= Marie Keyrouz =

Lebanese chanter of Oriental Church music

Sister Marie Keyrouz (also spelled "Kairouz") (ماري كيروز; born 1963) is a Lebanese chanter of Oriental Church music, a member of the Congrégation des Soeurs Basiliennes Chouérites and founder-president of the National Institute of Sacred Music in Paris.

==Biography==
She was born in Deir el Ahmar in Lebanon, close to the ancient Roman city of Baalbeck. Raised in the Maronite Church, but being a Melkite through her religious congregation, she took her vows in the Melkite Greek Catholic Church. From an early age, she undertook several disciplines of study simultaneously, earning a joint doctorate in musicology and anthropology from the Sorbonne in 1991. She has collected a variety of "Oriental" Christian chants, mostly preserved in Greek, Syriac, and Arabic manuscripts and through oral tradition.

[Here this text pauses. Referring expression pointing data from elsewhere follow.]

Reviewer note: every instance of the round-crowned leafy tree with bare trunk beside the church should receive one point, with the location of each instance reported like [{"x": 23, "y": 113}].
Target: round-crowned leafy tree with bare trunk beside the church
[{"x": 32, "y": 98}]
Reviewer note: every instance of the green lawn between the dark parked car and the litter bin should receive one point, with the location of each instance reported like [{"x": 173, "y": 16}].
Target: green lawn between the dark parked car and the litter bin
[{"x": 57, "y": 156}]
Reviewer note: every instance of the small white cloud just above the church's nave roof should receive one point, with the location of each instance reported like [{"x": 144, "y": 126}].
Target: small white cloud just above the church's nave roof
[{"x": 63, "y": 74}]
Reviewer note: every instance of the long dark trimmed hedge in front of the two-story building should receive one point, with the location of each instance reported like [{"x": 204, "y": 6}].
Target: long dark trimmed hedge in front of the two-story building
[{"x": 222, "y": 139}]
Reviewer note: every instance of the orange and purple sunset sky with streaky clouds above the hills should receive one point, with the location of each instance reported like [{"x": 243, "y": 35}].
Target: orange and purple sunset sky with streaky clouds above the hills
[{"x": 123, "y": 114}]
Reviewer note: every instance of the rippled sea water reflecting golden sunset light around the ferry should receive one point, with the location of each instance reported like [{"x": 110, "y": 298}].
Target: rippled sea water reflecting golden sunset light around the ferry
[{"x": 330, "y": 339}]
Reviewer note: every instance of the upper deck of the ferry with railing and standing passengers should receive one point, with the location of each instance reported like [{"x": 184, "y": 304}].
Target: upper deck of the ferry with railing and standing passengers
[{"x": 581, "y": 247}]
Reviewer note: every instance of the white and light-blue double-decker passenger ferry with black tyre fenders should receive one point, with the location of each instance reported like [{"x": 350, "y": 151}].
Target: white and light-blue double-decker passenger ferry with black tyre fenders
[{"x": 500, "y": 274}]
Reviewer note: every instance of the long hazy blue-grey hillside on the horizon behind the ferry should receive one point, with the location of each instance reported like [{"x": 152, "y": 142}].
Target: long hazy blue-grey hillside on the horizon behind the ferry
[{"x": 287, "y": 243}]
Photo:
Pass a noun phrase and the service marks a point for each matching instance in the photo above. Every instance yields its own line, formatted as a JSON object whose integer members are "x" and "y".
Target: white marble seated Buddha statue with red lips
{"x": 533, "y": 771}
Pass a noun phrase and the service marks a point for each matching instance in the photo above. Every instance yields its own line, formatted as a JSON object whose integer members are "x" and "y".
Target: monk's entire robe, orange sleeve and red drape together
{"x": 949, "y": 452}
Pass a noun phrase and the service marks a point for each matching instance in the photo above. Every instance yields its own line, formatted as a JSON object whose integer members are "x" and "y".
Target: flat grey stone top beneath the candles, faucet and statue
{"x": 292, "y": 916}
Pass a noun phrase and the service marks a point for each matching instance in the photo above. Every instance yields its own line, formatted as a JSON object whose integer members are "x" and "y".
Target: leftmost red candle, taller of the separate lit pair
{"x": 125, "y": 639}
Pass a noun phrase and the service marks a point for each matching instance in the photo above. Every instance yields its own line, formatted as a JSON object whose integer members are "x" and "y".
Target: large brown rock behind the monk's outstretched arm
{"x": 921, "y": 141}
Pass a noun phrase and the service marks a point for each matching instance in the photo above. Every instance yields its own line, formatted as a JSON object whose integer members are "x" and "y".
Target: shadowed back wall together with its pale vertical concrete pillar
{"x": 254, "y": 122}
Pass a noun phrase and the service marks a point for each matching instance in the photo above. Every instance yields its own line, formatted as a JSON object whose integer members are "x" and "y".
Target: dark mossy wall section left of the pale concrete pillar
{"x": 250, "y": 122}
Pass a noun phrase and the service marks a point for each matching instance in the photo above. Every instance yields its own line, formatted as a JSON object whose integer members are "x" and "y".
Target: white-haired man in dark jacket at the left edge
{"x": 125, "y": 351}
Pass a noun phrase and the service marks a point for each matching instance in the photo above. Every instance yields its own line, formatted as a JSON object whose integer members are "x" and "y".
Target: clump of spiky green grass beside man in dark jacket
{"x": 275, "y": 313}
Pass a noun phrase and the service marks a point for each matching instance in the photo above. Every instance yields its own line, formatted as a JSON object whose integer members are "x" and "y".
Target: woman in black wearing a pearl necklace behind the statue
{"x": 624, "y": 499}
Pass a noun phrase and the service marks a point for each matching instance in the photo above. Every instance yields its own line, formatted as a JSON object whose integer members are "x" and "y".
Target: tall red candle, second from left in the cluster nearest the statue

Her debut album Chant byzantin took Europe by surprise upon its arrival in 1989, not only with the apparently ancient repertoire it represents, but also due to her own virtuosity, having a great ability to sing the intervals in rapid flourishes, notes that are difficult for most singers to reproduce. Her repertoire ranges from the Classical Arabic vocal music to western Classical operatic soprano.